Une telle attitude nous paraît d'autant plus inopportune que, sur l'article 26 bis A, nous avons annoncé que nous allions soutenir l'une des mesures présentées par M. le rapporteur.
M. le président. Vous l'avez dit à plusieurs reprises.
M. Jean-Pierre Sueur. C'est vrai, monsieur le président. Mais cela prouve que nous n'avons pas l'esprit systématique, car l'amendement n° 27 présente certaines imperfections.
Ainsi, il conviendrait de distinguer la personne qui organise une mise en scène crapuleuse et violente pour la filmer sur son téléphone portable de celle qui enregistre la même scène sans être l'instigateur de l'acte qui est commis et qui n'est là qu'en simple témoin. Nous pourrions émettre ces réserves et souligner que ce point mérite précision. Néanmoins, nous considérons utile et nécessaire d'adopter cette disposition. Notre position est donc tout le contraire du simplisme. Le débat ne peut avoir lieu s'il ressemble à un meeting électoral, d'ailleurs très mauvais si l'on doute à ce point de la subtilité des auditeurs pour leur asséner de telles assertions.
M. le président. Je mets aux voix les amendements identiques nos 94 et 170.
(Les amendements ne sont pas adoptés.)
M. le président. La parole est à M. le rapporteur.
M. Jean-René Lecerf, rapporteur. Je souhaite apporter quelques précisions à la suite des objections que M. Sueur a formulées sur l'amendement n° 27.
M. Jean-Pierre Sueur. Ce sont non pas des objections, mais des interrogations !
M. Jean-René Lecerf, rapporteur. Vos interrogations, mon cher collègue, méritent en effet une réponse.
L'amendement n° 27, lui-même, devrait vous éclairer.
M. Jean-Pierre Sueur. Le second alinéa !
M. Jean-René Lecerf, rapporteur. Cet amendement distingue l'hypothèse dans laquelle, par exemple, un professionnel de la presse filmerait des actes de violence au cours d'une manifestation : il va de soi que cela ne tombe pas sous le coup des dispositions prévues. Il en est de même du citoyen qui, de son balcon, filmerait des violences...
Mme Nicole Borvo Cohen-Seat. Ce n'est pas bien !
M. Jean-René Lecerf, rapporteur. ...afin que cet enregistrement serve de preuve en justice.

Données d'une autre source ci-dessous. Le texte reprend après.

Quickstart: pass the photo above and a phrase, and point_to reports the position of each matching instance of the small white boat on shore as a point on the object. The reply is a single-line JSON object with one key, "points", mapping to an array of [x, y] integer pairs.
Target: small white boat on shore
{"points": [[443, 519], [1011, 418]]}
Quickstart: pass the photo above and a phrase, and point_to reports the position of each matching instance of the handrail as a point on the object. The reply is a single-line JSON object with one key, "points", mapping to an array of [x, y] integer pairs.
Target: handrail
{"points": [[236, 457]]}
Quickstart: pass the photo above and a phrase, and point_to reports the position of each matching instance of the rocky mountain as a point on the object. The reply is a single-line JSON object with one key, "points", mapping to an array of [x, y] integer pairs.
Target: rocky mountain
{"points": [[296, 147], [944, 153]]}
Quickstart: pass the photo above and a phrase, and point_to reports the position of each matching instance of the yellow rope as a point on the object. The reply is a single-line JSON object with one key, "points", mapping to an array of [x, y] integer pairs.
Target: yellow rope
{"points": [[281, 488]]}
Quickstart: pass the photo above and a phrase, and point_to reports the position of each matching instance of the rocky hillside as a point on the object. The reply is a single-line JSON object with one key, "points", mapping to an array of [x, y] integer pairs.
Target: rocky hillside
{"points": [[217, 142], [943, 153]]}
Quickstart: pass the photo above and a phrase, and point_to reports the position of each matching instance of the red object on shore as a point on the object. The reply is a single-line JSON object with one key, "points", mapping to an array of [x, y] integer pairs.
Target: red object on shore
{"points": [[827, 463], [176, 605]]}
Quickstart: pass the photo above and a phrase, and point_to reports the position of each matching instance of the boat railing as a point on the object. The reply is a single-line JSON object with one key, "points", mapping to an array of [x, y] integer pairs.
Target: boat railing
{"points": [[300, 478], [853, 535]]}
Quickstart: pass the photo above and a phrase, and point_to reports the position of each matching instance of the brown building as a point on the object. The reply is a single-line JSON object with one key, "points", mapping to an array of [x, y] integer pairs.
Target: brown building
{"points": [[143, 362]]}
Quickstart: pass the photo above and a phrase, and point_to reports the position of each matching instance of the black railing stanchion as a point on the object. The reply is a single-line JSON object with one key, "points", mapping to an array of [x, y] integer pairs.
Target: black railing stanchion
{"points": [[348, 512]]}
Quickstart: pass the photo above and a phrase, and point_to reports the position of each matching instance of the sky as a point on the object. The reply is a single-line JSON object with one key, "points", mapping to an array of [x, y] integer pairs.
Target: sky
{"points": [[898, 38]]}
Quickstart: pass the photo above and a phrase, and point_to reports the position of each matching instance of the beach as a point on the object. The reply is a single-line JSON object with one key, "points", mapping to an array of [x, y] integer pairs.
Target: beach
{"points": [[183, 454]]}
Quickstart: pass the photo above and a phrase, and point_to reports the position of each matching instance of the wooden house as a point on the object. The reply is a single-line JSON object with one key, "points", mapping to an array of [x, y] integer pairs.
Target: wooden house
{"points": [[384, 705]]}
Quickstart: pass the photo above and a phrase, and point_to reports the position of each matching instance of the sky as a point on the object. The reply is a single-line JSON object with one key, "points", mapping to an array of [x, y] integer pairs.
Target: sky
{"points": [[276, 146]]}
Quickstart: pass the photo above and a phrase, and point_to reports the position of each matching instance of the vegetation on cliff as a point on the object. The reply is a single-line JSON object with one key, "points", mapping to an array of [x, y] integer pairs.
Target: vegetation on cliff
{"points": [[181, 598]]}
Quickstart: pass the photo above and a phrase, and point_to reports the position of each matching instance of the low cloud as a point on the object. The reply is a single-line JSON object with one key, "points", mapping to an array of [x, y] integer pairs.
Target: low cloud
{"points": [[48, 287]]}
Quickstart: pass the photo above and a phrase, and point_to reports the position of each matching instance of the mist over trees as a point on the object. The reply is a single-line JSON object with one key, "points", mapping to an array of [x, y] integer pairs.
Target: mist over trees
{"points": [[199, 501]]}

Quoi qu'il en soit, le fait de viser la complicité d'un tiers signifie simplement que le juge aura la possibilité d'infliger les mêmes sanctions à ce dernier qu'aux auteurs des violences, mais le magistrat sera, bien sûr, le seul à évaluer l'importance de la participation aux violences commises.
M. Jean-Pierre Sueur. Très bien !
M. Jean-René Lecerf, rapporteur. Mon cher collègue, vos craintes devraient être dorénavant largement apaisées.
M. Jean-Pierre Sueur. Il était important que cela soit précisé !
M. le président. La parole est à M. Jean-Claude Peyronnet, pour explication de vote sur l'amendement n° 27.
M. Jean-Claude Peyronnet. Le point que nous étudions mérite que soient apportées des précisions. Nos débats permettent de comprendre la législation et, par conséquent, l'amendement n° 27.
M. Sueur a raison : une personne qui n'est pas l'instigateur des faits filmés n'est pas autant coupable que celui qui en est l'auteur. Quoi qu'il en soit, le juge appréciera.
Cependant, la diffusion par une personne, par le biais d'Internet ou d'autres moyens, de faits dont elle était simplement spectateur est condamnable. Il faudrait que cette précision soit également apportée.